Comment conserver des olives vertes après préparation?
Les olives en saumure se conservent dans des bocaux en verre hermétiques, préalablement ébouillantés. Assurez-vous que les fruits restent immergés à tout moment : posez un disque de papier sulfurisé ou un poids propre sur les olives si nécessaire. Au réfrigérateur, des olives conservées en saumure à 100 g/L se gardent facilement 6 à 12 mois. Dans une cave fraîche et sombre (10 à 15 °C), la durée est similaire à condition que les bocaux restent fermés.
Une fois un bocal ouvert, consommez les olives dans les 2 à 4 semaines et gardez-les au frais. Surveillez quelques indicateurs : une saumure qui devient très trouble avec une odeur de putréfaction (différente de l’acidité lactique normale), des olives qui ramollissent excessivement ou des taches de moisissures blanches ou noires en surface sont des signaux d’alerte clairs. En cas de doute sur une préparation, la prudence reste la règle – un peu comme pour d’autres conserves maison dont l’état est incertain.
Le bicarbonate reste une option accessible, mais pas toujours suffisante
Si vous préparez des olives pour la première fois, le bicarbonate est une entrée en matière raisonnable : sans danger, facile à doser, disponible partout. Sur des variétés à amertume modérée et des olives légèrement tournantes, les résultats sont tout à fait corrects après 48 heures de trempage et 6 semaines de saumure.
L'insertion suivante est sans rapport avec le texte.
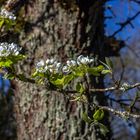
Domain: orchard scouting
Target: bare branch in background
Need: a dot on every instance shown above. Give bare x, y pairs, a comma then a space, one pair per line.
124, 24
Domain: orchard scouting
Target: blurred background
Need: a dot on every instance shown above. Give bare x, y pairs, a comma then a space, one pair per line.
122, 25
123, 22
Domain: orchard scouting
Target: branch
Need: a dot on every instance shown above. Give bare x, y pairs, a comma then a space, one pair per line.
124, 87
124, 24
120, 113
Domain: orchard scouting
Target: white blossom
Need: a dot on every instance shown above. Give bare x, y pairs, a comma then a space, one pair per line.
71, 63
7, 49
84, 60
6, 14
65, 69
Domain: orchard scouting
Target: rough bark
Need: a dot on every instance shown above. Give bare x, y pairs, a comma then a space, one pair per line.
61, 31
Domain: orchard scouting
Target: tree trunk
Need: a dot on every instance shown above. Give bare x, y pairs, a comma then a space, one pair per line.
61, 30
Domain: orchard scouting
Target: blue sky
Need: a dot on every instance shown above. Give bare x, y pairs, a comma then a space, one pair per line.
122, 9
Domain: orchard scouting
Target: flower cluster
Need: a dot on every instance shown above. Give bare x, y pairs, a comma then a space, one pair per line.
9, 49
6, 14
56, 67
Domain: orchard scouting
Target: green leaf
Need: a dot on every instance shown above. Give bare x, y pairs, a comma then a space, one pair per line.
103, 129
58, 82
98, 115
6, 63
9, 76
86, 118
106, 71
68, 79
95, 70
80, 88
1, 22
79, 71
109, 62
Mais sur des olives très vertes, récoltées tôt, ou sur des variétés comme la Picholine – réputée pour son amertume prononcée – le bicarbonate montre ses limites. La neutralisation de l’oleuropéine reste partielle, et certains lots gardent une amertume résiduelle plus marquée qu’espéré, même après plusieurs rinçages et une longue saumure. Ce n’est pas forcément un défaut pour qui aime les olives au goût franc, mais c’est à anticiper.
La lessive de soude donnera une désamérisation plus nette et plus rapide, au prix d’une manipulation qui demande un minimum de rigueur. La méthode à l’eau, elle, préserve le mieux le goût naturel du fruit – au prix de 3 semaines de patience quotidienne. Le bicarbonate occupe une position intermédiaire honnête : plus rapide que l’eau, plus doux que la soude, mais sans la puissance de l’une ni la finesse de l’autre.
Au fond, la méthode que vous choisirez dépend autant de la variété d’olive que de votre organisation. Ce qui ne change pas, quelle que soit la voie empruntée, c’est la suite : une bonne saumure, un bocal propre, et le temps de laisser les olives devenir vraiment bonnes.